Optimally combine Kubernetes and Ceph with Rook


Rolling Out Rook

As a final step, run the kubeadm join command (generated previously by kubeadm init), which runs the command on all nodes of the setup except the Control Plane. Kubernetes is now ready to run Rook.

Thanks to various preparations by Rook developers, Rook is just as easy to get up and running as Kubernetes. Before doing so, however, it makes sense to review the basic architecture of a Ceph cluster. Rolling out the necessary containers with Rook is not rocket science, but knowing what is actually happening is beneficial.

To review the basics of Ceph and how it relates to Rook, see the box "How Ceph Works."

How Ceph Works

To help understand how Rook is deployed in the overall context of Ceph (Figure 1), I will review only the most important details here.

Figure 1: Ceph offers several interfaces, including a block device, a REST interface, and a POSIX filesystem. © Inktank

Ceph is based on the principle of object storage. It treats any content that a user uploads to Ceph as a binary object. Advantageously, objects can be separated, distributed, and reassembled at will, as long as everything happens in the correct order. In this way, object storage bypasses the limitations of traditional block storage devices, which are always inextricably linked to the medium to which they belong.

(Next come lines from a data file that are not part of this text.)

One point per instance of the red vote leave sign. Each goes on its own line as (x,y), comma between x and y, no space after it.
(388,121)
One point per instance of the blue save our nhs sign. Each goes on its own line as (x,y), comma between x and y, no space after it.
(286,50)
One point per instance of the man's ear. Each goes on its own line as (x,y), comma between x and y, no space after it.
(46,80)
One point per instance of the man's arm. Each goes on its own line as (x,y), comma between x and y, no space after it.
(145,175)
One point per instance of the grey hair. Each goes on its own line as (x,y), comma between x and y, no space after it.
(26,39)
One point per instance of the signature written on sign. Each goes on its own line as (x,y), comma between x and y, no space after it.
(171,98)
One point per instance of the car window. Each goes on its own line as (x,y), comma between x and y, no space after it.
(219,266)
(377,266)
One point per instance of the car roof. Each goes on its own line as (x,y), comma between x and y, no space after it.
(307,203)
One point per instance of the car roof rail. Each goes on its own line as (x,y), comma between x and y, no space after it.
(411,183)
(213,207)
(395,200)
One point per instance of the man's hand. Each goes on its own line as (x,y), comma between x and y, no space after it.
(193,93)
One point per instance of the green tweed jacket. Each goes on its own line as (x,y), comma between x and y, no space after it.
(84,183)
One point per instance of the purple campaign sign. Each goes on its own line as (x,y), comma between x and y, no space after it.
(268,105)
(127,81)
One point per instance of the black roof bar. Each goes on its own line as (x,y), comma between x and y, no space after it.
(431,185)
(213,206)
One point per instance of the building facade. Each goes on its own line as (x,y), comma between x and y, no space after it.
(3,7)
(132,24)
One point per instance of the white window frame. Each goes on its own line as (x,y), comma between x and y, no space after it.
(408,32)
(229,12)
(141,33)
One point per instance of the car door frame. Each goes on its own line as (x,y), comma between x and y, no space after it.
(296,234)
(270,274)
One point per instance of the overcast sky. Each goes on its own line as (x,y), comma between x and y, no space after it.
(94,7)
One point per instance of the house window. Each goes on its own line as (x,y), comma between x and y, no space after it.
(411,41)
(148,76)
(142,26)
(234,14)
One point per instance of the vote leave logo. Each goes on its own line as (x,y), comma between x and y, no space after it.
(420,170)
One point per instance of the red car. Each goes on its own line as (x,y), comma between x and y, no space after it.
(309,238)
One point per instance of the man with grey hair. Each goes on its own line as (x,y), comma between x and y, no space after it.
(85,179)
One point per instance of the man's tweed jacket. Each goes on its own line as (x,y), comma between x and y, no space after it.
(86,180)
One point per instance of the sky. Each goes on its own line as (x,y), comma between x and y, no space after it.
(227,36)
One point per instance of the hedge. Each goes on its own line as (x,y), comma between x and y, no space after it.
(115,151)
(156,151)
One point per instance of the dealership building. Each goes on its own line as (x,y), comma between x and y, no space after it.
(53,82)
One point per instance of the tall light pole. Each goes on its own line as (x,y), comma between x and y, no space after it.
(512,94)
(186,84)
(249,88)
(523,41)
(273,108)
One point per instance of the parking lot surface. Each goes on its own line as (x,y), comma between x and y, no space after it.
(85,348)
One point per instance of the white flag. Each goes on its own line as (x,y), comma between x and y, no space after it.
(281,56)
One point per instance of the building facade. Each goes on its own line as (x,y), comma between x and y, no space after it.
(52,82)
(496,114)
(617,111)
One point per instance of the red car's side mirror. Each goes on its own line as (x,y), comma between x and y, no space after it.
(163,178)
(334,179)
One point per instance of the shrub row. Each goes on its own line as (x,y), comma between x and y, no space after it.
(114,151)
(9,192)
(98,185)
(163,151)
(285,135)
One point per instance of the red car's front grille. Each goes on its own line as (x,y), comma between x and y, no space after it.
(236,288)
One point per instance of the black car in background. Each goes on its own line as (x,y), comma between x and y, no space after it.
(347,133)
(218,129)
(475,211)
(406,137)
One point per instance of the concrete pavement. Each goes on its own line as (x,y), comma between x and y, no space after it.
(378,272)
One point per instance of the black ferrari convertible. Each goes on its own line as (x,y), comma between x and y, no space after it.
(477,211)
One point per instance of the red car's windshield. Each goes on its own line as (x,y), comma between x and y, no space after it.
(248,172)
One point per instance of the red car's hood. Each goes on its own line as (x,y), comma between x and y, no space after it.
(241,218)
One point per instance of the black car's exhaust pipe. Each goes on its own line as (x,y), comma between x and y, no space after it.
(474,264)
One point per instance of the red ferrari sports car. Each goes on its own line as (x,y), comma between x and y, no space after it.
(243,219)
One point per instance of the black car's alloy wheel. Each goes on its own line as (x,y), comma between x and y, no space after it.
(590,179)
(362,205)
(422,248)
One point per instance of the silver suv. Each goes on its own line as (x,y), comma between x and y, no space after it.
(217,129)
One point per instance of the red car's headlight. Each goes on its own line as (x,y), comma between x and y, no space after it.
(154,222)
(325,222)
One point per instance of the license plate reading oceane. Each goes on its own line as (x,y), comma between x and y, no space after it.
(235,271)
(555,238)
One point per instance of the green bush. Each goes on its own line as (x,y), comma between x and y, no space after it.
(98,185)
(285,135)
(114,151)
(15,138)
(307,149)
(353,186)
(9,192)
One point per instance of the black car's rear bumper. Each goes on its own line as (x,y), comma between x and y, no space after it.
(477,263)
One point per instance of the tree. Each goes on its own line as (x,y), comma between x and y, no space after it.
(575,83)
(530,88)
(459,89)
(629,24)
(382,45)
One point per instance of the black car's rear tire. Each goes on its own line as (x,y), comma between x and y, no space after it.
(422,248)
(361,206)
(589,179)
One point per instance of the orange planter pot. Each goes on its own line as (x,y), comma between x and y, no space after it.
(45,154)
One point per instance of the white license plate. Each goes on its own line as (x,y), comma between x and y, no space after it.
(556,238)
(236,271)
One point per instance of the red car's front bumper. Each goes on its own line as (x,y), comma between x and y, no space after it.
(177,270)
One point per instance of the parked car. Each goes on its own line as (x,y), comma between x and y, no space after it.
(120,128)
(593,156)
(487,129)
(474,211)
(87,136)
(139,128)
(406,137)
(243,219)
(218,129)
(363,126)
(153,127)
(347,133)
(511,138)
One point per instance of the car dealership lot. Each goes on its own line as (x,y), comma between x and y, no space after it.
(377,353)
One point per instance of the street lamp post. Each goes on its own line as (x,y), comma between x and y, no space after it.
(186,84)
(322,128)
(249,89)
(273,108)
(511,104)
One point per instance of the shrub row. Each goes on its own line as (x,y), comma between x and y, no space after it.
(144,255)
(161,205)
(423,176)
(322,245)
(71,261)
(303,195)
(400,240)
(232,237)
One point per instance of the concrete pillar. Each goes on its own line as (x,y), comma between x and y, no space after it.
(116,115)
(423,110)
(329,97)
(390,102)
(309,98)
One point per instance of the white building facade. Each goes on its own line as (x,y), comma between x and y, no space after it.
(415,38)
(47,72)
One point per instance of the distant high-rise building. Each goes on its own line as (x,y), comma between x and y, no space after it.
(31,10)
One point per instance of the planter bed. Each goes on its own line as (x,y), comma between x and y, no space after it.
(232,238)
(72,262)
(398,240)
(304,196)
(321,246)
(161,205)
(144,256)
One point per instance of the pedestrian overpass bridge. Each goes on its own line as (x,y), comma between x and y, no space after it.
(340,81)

The object store at the heart of Ceph is RADOS, which implicitly provides redundancy and multiplies every piece of uploaded information as often as the administrative policy defines. Moreover, RADOS has self-healing capabilities. For example, if a single hard disk or SSD fails, RADOS notices and creates new copies of the lost objects in the cluster after a configurable tolerance time.

At least two services run under the RADOS hood: Object storage daemons (OSDs) and monitoring servers (MONs). OSDs are the storage silos in Ceph. These block devices store the user data. More than half of the MON guard dogs must always be active and working in the cluster; in this way, the cluster can achieve a quorum.

If a Ceph cluster splits into several parts (e.g., a switch fails), you would otherwise be in danger of uncoordinated write operations on the individual partitions of the cluster. This split-brain scenario is a horror story for any storage admin, because it always means you have to discard the entire cluster database. After doing so, you can only import the latest backup.

However, Ceph clusters are typically no longer completely backed up because of their size, so recovery from a backup would also be problematic if worst came to worst.


Out of the box, Ceph offers three front ends for client access. The Ceph block device supports access to a virtual hard disk (image) in Ceph as if it were a block device and can be implemented with either the Linux kernel module RBD or by Librbd in userspace.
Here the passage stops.